Limitations & Future Work¶

The method may be limited in scenes with extremely sparse texture (e.g., uniformly colored surfaces).
The approach depends on the accuracy of the DPT monocular depth estimator; errors from pre-trained depth models may propagate.
The iPhone-4D dataset is small in scale (only 4 scenes), limiting the breadth of validation.
Extremely short sequences (e.g., 2–3 frames) are not explored.
The noise hyperparameters in TACO may require tuning for different scenes.
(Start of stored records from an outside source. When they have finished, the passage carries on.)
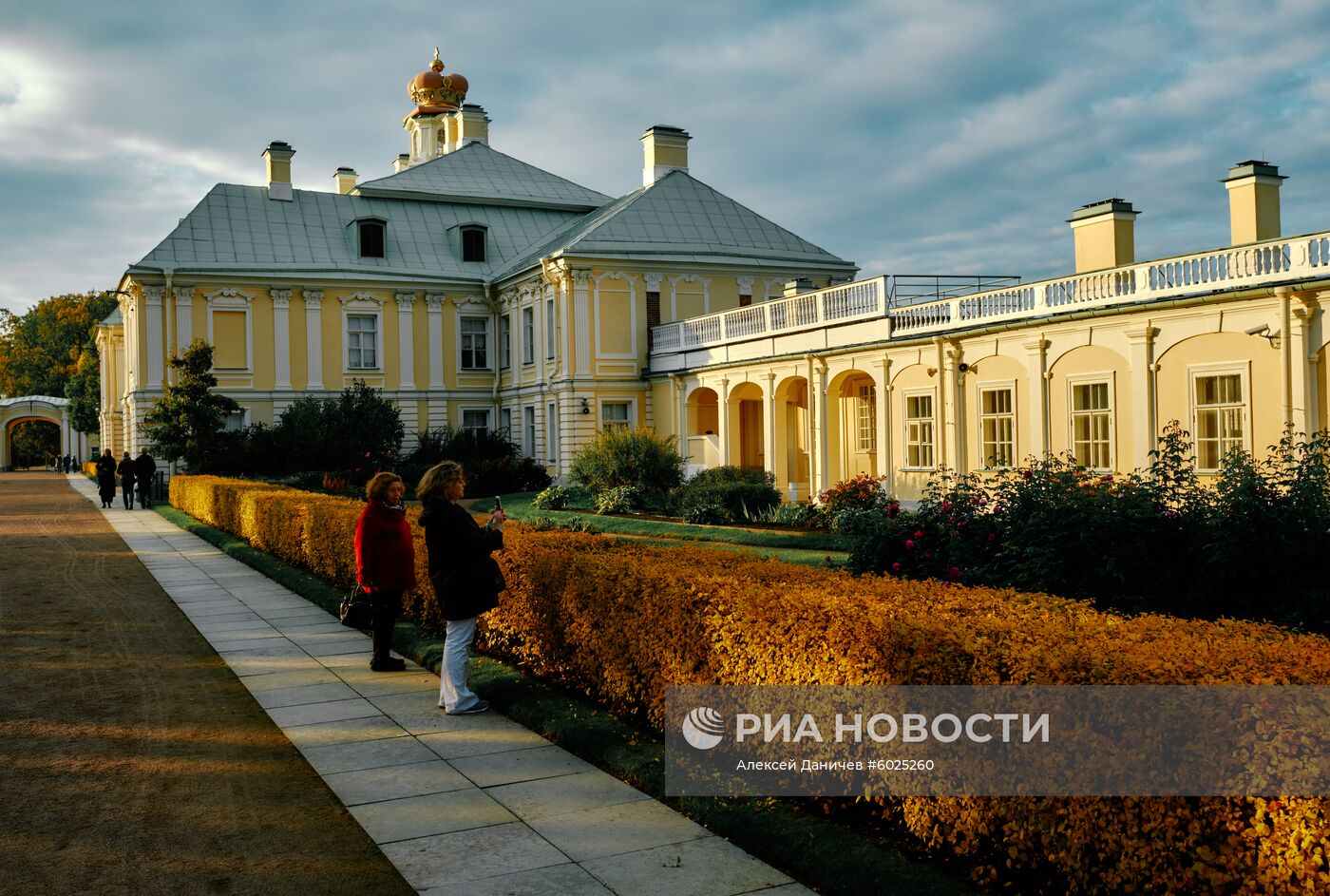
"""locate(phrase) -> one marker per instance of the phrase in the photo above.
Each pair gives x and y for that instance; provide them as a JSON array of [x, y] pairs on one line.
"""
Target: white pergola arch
[[40, 407]]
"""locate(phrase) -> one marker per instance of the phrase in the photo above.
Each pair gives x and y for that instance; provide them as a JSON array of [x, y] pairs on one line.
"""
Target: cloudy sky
[[913, 137]]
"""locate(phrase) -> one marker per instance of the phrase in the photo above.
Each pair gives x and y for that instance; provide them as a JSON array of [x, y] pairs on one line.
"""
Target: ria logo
[[704, 728]]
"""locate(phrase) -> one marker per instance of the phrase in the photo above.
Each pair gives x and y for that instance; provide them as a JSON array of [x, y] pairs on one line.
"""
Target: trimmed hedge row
[[624, 621]]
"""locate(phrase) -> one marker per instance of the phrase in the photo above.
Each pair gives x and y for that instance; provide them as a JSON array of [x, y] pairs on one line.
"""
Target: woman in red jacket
[[385, 562]]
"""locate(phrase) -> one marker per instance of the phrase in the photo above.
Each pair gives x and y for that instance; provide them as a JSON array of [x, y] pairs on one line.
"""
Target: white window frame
[[232, 299], [549, 329], [997, 386], [1219, 369], [931, 393], [465, 411], [461, 335], [528, 429], [866, 406], [362, 305], [632, 412], [505, 340], [1092, 379], [528, 334]]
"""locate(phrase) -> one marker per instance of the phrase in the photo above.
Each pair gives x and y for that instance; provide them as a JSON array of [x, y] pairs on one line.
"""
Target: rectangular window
[[920, 431], [362, 342], [614, 415], [552, 432], [230, 349], [549, 329], [1092, 426], [528, 335], [867, 416], [1220, 418], [475, 420], [997, 427], [475, 333]]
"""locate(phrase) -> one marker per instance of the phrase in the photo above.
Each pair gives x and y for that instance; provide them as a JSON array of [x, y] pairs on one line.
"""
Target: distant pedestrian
[[385, 562], [126, 480], [106, 477], [145, 468], [465, 577]]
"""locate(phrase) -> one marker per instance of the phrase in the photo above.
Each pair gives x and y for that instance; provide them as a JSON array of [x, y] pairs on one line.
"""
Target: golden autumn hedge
[[624, 621]]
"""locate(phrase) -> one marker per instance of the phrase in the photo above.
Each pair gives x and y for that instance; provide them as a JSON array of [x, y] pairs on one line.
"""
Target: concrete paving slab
[[556, 880], [368, 753], [481, 738], [614, 829], [354, 708], [395, 782], [511, 767], [447, 859], [585, 790], [419, 816], [711, 867]]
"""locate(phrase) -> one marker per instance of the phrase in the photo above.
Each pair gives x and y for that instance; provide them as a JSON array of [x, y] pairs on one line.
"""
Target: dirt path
[[132, 760]]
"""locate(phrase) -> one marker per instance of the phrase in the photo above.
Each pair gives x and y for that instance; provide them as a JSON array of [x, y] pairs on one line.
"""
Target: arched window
[[372, 238], [472, 243]]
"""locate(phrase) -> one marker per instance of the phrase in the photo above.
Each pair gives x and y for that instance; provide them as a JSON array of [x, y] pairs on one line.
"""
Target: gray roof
[[481, 174], [241, 229], [680, 219]]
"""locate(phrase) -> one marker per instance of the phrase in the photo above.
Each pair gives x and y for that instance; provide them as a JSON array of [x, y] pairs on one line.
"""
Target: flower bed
[[624, 621]]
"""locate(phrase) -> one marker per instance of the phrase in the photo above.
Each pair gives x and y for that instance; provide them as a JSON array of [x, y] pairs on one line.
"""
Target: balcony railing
[[1260, 263], [846, 303], [1274, 260]]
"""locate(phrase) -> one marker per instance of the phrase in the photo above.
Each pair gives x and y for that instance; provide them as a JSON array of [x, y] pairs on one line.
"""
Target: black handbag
[[356, 612]]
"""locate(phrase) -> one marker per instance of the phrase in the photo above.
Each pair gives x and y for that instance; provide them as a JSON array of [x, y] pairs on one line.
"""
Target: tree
[[40, 349], [84, 391], [185, 420]]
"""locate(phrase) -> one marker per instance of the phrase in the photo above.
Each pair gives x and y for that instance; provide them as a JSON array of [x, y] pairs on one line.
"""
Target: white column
[[183, 296], [724, 423], [1036, 356], [1141, 360], [281, 338], [882, 395], [313, 338], [406, 339], [581, 312], [769, 425], [434, 306], [820, 429], [153, 346]]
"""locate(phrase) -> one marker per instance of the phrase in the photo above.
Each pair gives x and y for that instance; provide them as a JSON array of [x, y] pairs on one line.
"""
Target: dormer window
[[372, 237], [472, 243]]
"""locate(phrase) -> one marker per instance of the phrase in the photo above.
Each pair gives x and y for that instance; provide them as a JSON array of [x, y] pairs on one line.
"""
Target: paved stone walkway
[[463, 806]]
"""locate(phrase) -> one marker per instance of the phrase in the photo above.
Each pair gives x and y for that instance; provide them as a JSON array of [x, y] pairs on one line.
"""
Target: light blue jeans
[[454, 695]]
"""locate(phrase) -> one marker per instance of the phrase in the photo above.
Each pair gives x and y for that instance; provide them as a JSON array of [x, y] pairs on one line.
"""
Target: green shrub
[[725, 495], [552, 499], [618, 499], [629, 457]]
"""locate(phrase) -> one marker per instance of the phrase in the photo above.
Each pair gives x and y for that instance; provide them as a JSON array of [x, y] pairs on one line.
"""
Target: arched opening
[[790, 452], [32, 443], [851, 427], [702, 443], [747, 439]]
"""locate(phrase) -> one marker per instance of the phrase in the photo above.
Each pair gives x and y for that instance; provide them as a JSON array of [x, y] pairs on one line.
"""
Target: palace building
[[476, 292]]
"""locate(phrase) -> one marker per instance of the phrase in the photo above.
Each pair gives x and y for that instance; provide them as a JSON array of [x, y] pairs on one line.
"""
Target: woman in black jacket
[[465, 577], [126, 480], [106, 477]]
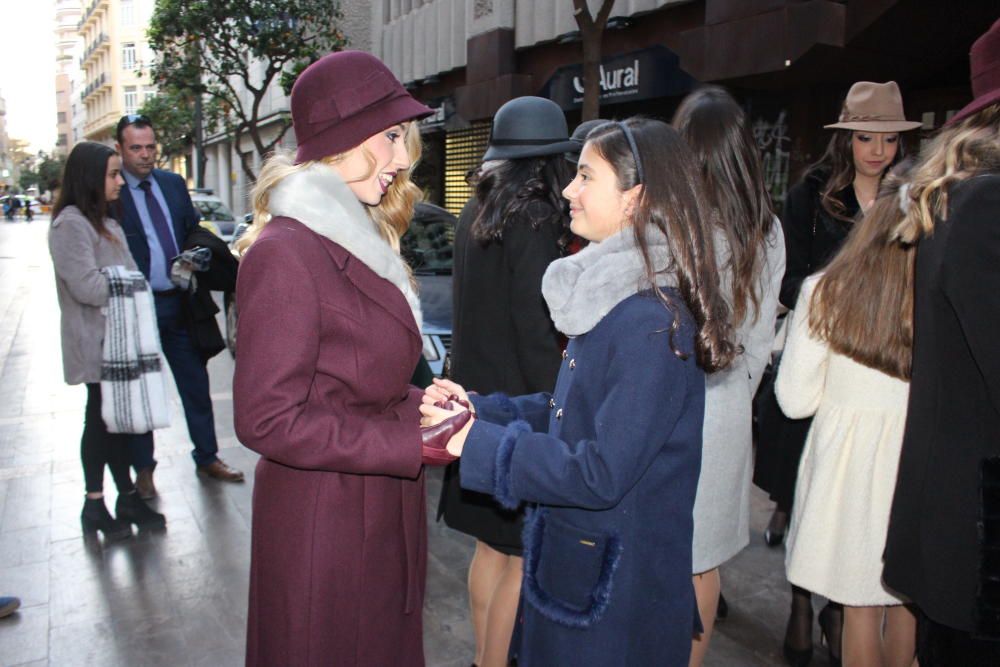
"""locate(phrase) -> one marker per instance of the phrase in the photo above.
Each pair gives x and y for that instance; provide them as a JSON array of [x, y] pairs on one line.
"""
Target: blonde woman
[[941, 551], [329, 337]]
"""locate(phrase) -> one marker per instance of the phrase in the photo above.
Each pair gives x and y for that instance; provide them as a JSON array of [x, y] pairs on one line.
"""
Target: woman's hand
[[443, 391], [434, 415]]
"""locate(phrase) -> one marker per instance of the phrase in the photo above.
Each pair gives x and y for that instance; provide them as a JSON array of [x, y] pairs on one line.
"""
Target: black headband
[[633, 147]]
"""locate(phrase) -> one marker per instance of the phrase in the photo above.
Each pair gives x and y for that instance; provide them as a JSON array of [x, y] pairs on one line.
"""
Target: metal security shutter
[[463, 151]]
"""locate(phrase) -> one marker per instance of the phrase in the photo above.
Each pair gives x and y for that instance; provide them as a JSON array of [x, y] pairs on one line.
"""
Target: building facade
[[789, 62], [115, 63], [69, 49]]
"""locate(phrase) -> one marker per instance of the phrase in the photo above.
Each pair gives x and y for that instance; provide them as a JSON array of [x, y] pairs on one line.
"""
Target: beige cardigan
[[78, 253]]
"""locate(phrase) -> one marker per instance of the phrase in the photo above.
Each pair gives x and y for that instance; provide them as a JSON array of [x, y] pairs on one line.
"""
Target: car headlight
[[430, 349]]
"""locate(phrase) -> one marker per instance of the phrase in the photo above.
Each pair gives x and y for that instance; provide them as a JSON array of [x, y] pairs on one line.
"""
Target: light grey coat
[[78, 253], [722, 504]]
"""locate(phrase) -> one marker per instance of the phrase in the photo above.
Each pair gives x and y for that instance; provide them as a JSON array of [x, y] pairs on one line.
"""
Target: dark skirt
[[479, 515], [780, 442]]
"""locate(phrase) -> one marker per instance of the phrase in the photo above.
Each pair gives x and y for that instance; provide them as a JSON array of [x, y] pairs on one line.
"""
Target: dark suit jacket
[[942, 545], [200, 308]]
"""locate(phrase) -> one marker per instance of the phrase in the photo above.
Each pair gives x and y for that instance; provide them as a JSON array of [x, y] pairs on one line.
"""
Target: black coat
[[504, 340], [933, 553], [812, 235]]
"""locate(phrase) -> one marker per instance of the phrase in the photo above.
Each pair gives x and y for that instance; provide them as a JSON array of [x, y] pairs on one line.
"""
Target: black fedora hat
[[528, 127]]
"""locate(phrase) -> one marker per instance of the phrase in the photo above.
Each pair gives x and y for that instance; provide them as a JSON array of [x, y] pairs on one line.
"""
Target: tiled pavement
[[178, 597]]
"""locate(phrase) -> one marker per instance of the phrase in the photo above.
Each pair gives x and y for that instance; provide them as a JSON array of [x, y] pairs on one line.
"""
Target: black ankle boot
[[130, 507], [95, 517]]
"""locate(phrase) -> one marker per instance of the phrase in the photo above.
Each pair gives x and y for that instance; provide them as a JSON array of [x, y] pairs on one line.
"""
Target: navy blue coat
[[612, 459]]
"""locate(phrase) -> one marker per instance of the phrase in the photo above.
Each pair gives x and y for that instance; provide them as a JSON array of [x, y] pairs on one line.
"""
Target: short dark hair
[[83, 183], [131, 120]]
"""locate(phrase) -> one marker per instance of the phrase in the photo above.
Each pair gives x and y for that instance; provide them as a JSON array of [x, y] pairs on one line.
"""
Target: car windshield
[[214, 211], [428, 243]]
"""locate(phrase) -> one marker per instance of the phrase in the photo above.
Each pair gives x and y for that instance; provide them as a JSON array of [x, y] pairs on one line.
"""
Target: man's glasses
[[132, 118]]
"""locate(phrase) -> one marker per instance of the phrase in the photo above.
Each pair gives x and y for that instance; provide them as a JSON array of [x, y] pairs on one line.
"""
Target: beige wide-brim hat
[[874, 107]]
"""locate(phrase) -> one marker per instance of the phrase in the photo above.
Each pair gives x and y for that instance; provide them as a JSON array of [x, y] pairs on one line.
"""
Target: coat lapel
[[379, 290]]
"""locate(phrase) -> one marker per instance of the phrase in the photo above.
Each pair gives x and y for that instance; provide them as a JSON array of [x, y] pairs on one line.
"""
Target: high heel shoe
[[799, 629], [831, 630], [773, 537], [434, 439], [95, 517], [130, 507]]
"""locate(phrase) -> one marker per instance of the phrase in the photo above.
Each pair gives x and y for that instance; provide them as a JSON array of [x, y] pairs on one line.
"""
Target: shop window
[[463, 151]]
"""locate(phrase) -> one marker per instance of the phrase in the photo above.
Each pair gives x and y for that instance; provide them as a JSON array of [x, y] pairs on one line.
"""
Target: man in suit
[[157, 215]]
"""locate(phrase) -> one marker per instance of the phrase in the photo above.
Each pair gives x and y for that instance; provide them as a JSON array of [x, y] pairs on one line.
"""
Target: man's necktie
[[160, 224]]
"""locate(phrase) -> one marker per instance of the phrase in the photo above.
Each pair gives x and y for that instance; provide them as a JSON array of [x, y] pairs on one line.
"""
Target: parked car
[[428, 248], [213, 210]]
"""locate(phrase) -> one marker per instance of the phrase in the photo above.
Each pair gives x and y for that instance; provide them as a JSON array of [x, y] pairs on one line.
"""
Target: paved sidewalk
[[178, 597]]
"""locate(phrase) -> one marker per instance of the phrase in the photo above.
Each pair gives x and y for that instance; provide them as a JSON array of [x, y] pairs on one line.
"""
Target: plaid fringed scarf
[[133, 397]]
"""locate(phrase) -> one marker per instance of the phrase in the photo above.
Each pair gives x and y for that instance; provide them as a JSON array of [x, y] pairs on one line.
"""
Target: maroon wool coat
[[339, 544]]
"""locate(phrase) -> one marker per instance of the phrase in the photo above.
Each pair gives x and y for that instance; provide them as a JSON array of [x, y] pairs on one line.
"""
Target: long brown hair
[[956, 153], [84, 184], [670, 201], [863, 303], [716, 129], [836, 169]]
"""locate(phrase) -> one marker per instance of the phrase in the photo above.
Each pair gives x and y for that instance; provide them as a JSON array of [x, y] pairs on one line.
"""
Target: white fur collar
[[582, 288], [319, 199]]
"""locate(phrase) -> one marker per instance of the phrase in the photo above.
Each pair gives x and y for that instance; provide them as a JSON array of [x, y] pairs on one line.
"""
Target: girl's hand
[[445, 391]]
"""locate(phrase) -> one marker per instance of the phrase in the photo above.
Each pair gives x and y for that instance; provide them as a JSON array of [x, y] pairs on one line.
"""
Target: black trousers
[[99, 448]]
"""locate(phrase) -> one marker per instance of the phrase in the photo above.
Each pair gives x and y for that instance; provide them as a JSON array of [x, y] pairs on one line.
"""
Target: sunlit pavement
[[178, 597]]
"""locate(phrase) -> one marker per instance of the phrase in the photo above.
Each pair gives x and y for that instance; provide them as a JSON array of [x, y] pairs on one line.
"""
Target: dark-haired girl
[[82, 240], [847, 361], [504, 339], [819, 213], [751, 254], [611, 457]]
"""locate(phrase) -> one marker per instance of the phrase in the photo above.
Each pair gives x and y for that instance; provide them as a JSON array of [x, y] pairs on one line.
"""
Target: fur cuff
[[501, 469], [988, 596]]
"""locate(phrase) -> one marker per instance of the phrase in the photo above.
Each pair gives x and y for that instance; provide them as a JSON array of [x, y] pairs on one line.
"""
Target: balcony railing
[[91, 8], [93, 46], [93, 86]]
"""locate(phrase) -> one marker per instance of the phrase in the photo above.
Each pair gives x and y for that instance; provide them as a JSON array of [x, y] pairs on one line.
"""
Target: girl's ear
[[630, 197]]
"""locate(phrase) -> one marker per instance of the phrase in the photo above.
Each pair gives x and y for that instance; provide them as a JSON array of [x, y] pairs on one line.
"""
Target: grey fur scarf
[[321, 200], [582, 288]]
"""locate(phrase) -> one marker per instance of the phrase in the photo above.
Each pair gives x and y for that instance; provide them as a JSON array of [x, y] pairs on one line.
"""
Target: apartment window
[[128, 56], [128, 13], [131, 100]]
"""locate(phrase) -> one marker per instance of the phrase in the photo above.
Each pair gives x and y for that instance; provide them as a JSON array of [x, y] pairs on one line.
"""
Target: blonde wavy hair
[[956, 153], [391, 217]]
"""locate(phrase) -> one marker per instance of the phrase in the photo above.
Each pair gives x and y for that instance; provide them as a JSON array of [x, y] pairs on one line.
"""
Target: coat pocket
[[568, 571]]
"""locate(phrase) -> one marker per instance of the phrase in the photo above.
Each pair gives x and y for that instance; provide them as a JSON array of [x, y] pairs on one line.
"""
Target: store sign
[[640, 75]]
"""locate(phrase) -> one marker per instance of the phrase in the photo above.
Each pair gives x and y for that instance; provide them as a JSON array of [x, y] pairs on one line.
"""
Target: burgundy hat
[[984, 66], [342, 99]]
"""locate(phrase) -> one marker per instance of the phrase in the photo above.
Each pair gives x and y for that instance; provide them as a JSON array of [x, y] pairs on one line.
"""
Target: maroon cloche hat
[[342, 99], [984, 66]]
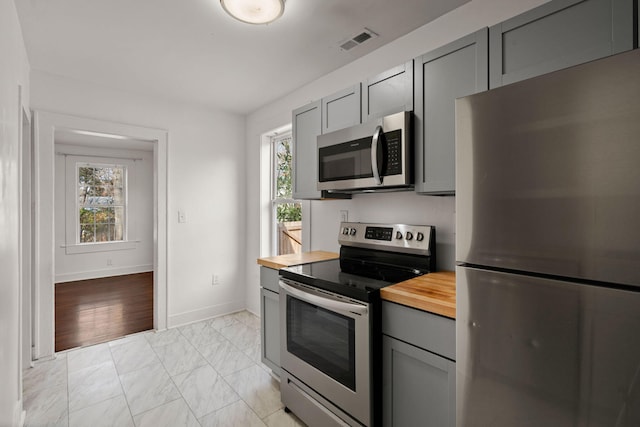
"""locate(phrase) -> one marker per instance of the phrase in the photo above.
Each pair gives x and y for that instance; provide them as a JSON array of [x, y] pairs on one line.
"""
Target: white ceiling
[[190, 50]]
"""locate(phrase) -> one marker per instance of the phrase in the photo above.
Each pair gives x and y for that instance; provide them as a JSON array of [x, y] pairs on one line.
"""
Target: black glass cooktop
[[356, 275]]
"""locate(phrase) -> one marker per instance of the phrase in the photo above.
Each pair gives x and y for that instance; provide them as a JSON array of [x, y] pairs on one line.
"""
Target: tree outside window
[[101, 205], [288, 212]]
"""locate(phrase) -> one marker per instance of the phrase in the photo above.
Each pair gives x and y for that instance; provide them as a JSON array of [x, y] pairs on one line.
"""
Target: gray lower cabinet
[[270, 318], [333, 112], [388, 92], [452, 71], [557, 35], [418, 368], [419, 386]]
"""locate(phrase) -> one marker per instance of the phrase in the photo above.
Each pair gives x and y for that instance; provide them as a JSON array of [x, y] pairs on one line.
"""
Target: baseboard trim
[[19, 414], [205, 313], [108, 272]]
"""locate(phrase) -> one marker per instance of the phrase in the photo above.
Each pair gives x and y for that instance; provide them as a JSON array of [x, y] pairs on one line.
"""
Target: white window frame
[[275, 201], [72, 215]]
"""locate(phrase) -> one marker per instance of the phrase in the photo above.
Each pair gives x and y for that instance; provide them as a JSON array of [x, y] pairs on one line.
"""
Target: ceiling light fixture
[[254, 11]]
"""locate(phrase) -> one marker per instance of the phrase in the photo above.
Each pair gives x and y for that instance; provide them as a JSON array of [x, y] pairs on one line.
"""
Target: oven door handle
[[327, 303]]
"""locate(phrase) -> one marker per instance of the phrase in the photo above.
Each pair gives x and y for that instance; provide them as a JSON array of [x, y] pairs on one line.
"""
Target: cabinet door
[[270, 329], [418, 386], [452, 71], [557, 35], [388, 92], [341, 110], [307, 122]]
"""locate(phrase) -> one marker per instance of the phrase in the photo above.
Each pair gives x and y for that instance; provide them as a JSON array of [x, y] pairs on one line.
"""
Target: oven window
[[322, 338]]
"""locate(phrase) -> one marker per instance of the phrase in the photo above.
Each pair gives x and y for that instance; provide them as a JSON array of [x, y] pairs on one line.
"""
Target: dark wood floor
[[99, 310]]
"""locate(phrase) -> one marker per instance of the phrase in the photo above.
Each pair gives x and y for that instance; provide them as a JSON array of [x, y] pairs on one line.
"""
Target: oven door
[[325, 344]]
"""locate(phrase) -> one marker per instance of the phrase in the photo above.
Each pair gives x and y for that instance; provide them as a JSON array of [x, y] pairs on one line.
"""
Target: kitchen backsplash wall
[[403, 207]]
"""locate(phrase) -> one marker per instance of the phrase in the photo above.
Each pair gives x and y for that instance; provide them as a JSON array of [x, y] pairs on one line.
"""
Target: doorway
[[49, 126]]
Dynamic Gaussian splatting: Deformable3DGS and 4DGaussians establish the standard canonical field plus deformation network framework.
Few-shot Gaussian splatting: DNGaussian introduces depth regularization, CoRGS improves the training process, and FSGS addresses sparse initialization.
SGLD in 3DGS: Kheradmand et al. first introduce SGLD into Gaussian splatting optimization.
Inspiration: The texture-guided optimization strategy is potentially transferable to other 3D reconstruction tasks with sparse inputs.

Rating¶

Novelty: ⭐⭐⭐⭐ — First sparse-frame dynamic reconstruction method; texture-aware strategy is novel.
Experimental Thoroughness: ⭐⭐⭐⭐ — Four datasets with comprehensive ablation studies.
Writing Quality: ⭐⭐⭐⭐ — Clear motivation and rigorous method derivation.
Value: ⭐⭐⭐⭐ — Direct practical value for dynamic reconstruction from low-frame-rate video.